Essentially, the remove argument does away with the imputed columns in the result data frame, and the FALSE means that you want to create a new variable but keep the old one.
Separate() separates types of values within a column and are very important in terms of tidying up data. Some examples can be seen above in earlier sections. Below are examples:
#Separators
tibble(x = c("A_1", "A_2", "A_3")) %>%
separate(x, c("Category", "type"))
## # A tibble: 3 x 2
## Category type
## <chr> <chr>
## 1 A 1
## 2 A 2
## 3 A 3
#Position
tibble(x = c("X1", "X2", "Y1", "Y2")) %>%
separate(x, c("variable", "into"), sep = c(1))
## # A tibble: 4 x 2
## variable into
## <chr> <chr>
## 1 X 1
## 2 X 2
## 3 Y 1
## 4 Y 2
The function extract() uses a regular expression to specify groups in a character vector and split that single character vector into multiple columns. Generally, this is more flexible than separate() as you can create parameters that extract the varying values shown within a vector.
Examples:
#Separators
tibble(x = c("A_1","C_3","F_5","T_4", "X_8", "Y_9")) %>%
extract(x,c("Category", "Value"), regex = "([A-Z])_([0-9])")
## # A tibble: 6 x 2
## Category Value
## <chr> <chr>
## 1 A 1
## 2 C 3
## 3 F 5
## 4 T 4
## 5 X 8
## 6 Y 9
#Position
tibble(x = c("X1", "X2", "Y1", "Y2")) %>%
extract(x, c("variable", "id"), regex = "([A-Z])([0-9])")
## # A tibble: 4 x 2
## variable id
## <chr> <chr>
## 1 X 1
## 2 X 2
## 3 Y 1
## 4 Y 2
#Extract specific
tibble(x = c("X1", "X20", "AA11", "AA2")) %>%
extract(x, c("variable", "id"), regex = "([A-Z]+)([0-9]+)")
## # A tibble: 4 x 2
## variable id
## <chr> <chr>
## 1 X 1
## 2 X 20
## 3 AA 11
## 4 AA 2
Unite() as opposed to separate() and extract() converts many columns to one.
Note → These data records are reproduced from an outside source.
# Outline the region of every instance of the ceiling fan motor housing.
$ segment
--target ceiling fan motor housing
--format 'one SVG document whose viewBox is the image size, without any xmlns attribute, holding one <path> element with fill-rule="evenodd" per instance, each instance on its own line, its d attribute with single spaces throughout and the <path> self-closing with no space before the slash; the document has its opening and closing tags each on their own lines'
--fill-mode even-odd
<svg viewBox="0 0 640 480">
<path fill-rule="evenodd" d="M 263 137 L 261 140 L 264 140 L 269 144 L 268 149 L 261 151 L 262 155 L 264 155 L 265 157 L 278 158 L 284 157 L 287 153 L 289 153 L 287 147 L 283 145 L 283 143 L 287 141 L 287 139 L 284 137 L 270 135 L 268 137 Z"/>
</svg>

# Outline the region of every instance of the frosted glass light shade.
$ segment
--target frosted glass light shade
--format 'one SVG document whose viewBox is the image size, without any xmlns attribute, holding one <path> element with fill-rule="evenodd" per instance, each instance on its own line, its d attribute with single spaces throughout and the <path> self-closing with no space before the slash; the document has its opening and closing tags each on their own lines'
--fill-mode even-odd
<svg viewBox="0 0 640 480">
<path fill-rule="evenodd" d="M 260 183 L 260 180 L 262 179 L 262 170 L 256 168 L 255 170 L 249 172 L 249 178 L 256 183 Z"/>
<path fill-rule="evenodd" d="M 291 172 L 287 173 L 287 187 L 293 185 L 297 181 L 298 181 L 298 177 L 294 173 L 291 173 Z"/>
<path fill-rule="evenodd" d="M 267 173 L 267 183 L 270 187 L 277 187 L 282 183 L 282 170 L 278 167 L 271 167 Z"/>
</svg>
Thanks to the book, “Both separate() and extract() convert a single column to many columns. However, unite() converts many columns to one, with a choice of a separator to include between column values.”
Values can be missing in two ways: • Explicitly, i.e. flagged with NA. • Implicitly, i.e. simply not present in the data. For example:
stocks <- tibble(
year = c(2015, 2015, 2015, 2015, 2016, 2016, 2016),
qtr = c( 1, 2, 3, 4, 2, 3, 4),
return = c(1.88, 0.59, 0.35, NA, 0.92, 0.17, 2.66)
)
The NA is explicit and there should be a 1st qtr for 2016 which is explicitly missing. One way to make the implicit value explicit is to order or tidy the data by variable “year” so that NA appears.
stocks %>%
pivot_wider(names_from = year, values_from = return)
## # A tibble: 4 x 3
## qtr `2015` `2016`
## <dbl> <dbl> <dbl>
## 1 1 1.88 NA
## 2 2 0.59 0.92
## 3 3 0.35 0.17
## 4 4 NA 2.66
Now we have two NA. If those data points are not important then we can go ahead and make the values implicit. We do this by adding values_drop_na = TRUE in pivot_longer():
stocks %>%
pivot_wider(names_from = year, values_from = return) %>%
pivot_longer(
cols = c(`2015`, `2016`),
names_to = "year",
values_to = "return",
values_drop_na = TRUE
)
## # A tibble: 6 x 3
## qtr year return
## <dbl> <chr> <dbl>
## 1 1 2015 1.88
## 2 2 2015 0.59
## 3 2 2016 0.92
## 4 3 2015 0.35
## 5 3 2016 0.17
## 6 4 2016 2.66
Another important tool for making missing values explicit in tidy data is complete():
stocks %>%
complete(year, qtr)
## # A tibble: 8 x 3
## year qtr return
## <dbl> <dbl> <dbl>
## 1 2015 1 1.88
## 2 2015 2 0.59
## 3 2015 3 0.35
## 4 2015 4 NA
## 5 2016 1 NA
## 6 2016 2 0.92
## 7 2016 3 0.17
## 8 2016 4 2.66
We can also use fill() to carry forward the previous in this case person.
treatment <- tribble(
~ person, ~ treatment, ~response,
"Derrick Whitmore", 1, 7,
NA, 2, 10,
NA, 3, 9,
"Katherine Burke", 1, 4
)
treatment
## # A tibble: 4 x 3
## person treatment response
## <chr> <dbl> <dbl>
## 1 Derrick Whitmore 1 7
## 2 <NA> 2 10
## 3 <NA> 3 9
## 4 Katherine Burke 1 4
treatment %>%
fill(person)
## # A tibble: 4 x 3
## person treatment response
## <chr> <dbl> <dbl>
## 1 Derrick Whitmore 1 7
## 2 Derrick Whitmore 2 10
## 3 Derrick Whitmore 3 9
## 4 Katherine Burke 1 4
Both spread() and complete() replace implicit and explicit missing values. In spread(), the fill argument *explicitly* sets the value to replace NAs. The fill argument in complete() allows for different values of different variables.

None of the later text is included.